Apesar do reconhecimento da importância da transição energética e da necessidade de expandir as energias renováveis a nível nacional, a autarquia alerta para a necessidade de compatibilizar esses objetivos com as especificidades locais, com o instrumento de planeamento municipal e com a qualidade de vida das populações.
- O parecer defende a manutenção da competência municipal em matéria de ordenamento do território e solicita maior rigor na definição das áreas ZAER previstas para o concelho.
- É exigida a divulgação completa da informação cartográfica associada ao programa para permitir uma avaliação fundamentada dos impactos.
- O documento reclama a salvaguarda de áreas estratégicas, incluindo o Regadio Gardunha Sul, as áreas agrícolas, a expansão da Zona Industrial do Fundão e a Estrutura Ecológica Municipal.
O município considera que “o modelo de antecipação do planeamento energético constitui uma evolução positiva”, mas sustenta que “a abordagem tem de ser participada e não pode, em momento algum, dispensar o licenciamento das autoridades locais”.

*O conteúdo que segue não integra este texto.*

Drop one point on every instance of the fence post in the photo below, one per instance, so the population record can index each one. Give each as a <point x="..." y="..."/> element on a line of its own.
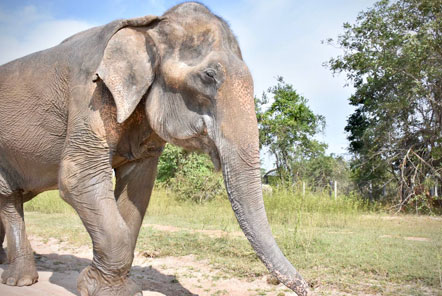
<point x="330" y="188"/>
<point x="336" y="189"/>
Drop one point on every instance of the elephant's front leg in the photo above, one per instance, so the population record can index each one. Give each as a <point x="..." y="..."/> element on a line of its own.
<point x="86" y="183"/>
<point x="133" y="189"/>
<point x="21" y="270"/>
<point x="3" y="257"/>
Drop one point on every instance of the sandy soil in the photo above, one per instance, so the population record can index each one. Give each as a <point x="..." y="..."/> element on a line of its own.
<point x="59" y="265"/>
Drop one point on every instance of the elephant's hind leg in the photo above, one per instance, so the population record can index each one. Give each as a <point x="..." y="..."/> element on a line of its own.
<point x="21" y="270"/>
<point x="3" y="257"/>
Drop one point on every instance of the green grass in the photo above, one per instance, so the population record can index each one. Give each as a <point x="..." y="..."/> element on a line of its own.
<point x="341" y="244"/>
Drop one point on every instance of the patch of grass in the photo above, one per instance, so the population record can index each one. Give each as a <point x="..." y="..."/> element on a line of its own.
<point x="343" y="245"/>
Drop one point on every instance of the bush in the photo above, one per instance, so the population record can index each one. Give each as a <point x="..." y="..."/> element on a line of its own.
<point x="190" y="175"/>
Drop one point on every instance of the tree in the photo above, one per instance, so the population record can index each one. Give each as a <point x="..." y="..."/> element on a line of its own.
<point x="287" y="128"/>
<point x="393" y="57"/>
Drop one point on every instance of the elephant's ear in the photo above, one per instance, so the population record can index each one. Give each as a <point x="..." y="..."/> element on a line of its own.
<point x="127" y="68"/>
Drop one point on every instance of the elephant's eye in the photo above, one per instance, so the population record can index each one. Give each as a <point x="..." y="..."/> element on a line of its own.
<point x="211" y="73"/>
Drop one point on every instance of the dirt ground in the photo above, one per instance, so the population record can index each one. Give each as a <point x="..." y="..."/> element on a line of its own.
<point x="59" y="265"/>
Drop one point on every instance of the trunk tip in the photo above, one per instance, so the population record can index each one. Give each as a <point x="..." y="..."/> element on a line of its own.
<point x="297" y="284"/>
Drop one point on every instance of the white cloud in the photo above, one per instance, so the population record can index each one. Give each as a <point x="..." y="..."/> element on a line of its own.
<point x="26" y="30"/>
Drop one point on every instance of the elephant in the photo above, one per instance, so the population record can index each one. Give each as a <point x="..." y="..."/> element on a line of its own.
<point x="105" y="101"/>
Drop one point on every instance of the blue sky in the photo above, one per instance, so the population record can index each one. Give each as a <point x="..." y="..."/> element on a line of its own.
<point x="277" y="38"/>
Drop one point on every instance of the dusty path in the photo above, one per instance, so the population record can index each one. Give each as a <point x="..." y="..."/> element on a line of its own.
<point x="59" y="265"/>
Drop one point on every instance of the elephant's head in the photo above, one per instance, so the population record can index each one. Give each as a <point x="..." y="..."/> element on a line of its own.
<point x="199" y="95"/>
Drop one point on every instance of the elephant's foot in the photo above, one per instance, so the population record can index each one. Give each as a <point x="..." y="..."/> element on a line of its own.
<point x="91" y="283"/>
<point x="3" y="257"/>
<point x="21" y="272"/>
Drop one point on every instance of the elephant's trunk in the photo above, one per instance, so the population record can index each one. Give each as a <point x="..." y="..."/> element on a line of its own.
<point x="238" y="146"/>
<point x="243" y="183"/>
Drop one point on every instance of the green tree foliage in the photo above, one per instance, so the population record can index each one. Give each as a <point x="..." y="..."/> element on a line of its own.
<point x="393" y="57"/>
<point x="287" y="129"/>
<point x="190" y="175"/>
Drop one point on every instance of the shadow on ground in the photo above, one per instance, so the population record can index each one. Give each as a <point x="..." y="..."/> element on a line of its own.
<point x="65" y="270"/>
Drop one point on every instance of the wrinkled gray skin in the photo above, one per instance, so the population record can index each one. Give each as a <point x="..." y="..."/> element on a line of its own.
<point x="108" y="99"/>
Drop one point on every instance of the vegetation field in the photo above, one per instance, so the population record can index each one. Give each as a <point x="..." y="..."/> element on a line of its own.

Entre as principais preocupações expressas pelo Município do Fundão está o risco de saturação do território com novos empreendimentos sem que exista uma avaliação adequada dos impactos acumulados. A autarquia sublinha ainda a necessidade de garantir que a transição energética não ocorra à custa da proteção da paisagem, da atividade agrícola e da identidade territorial.
O caso do Fundão insere-se num contexto mais alargado: também o Município de Penamacor apresentou um parecer desfavorável, apontando, segundo a informação disponível, para a ocupação de cerca de 10% do seu território pelas áreas propostas no PSZAER, o que evidencia preocupações semelhantes noutros municípios da região.
| Município | Posição | Observações |
|---|---|---|
| Fundão | Desfavorável | Parecer subscrito pelas 23 freguesias; solicita cartografia e revisão de ZAER |
| Penamacor | Desfavorável | Alerta para ocupação de cerca de 10% do concelho |
Para os residentes do Fundão, as exigências do parecer traduzem-se em pedidos concretos: maior transparência na localização dos projetos, garantias de que áreas agrícolas e infraestruturas locais não serão comprometidas e que qualquer intervenção respeitará os instrumentos de planeamento aprovados localmente. A preocupação manifesta das freguesias reforça a dimensão social e territorial do debate, que continua a ser debatido entre autoridades locais e decisores nacionais.
O desfecho da consulta pública e as decisões que venham a ser tomadas pela Estrutura de Missão serão determinantes para perceber como se conciliam os objetivos nacionais de descarbonização com a salvaguarda das especificidades e direitos dos territórios locais.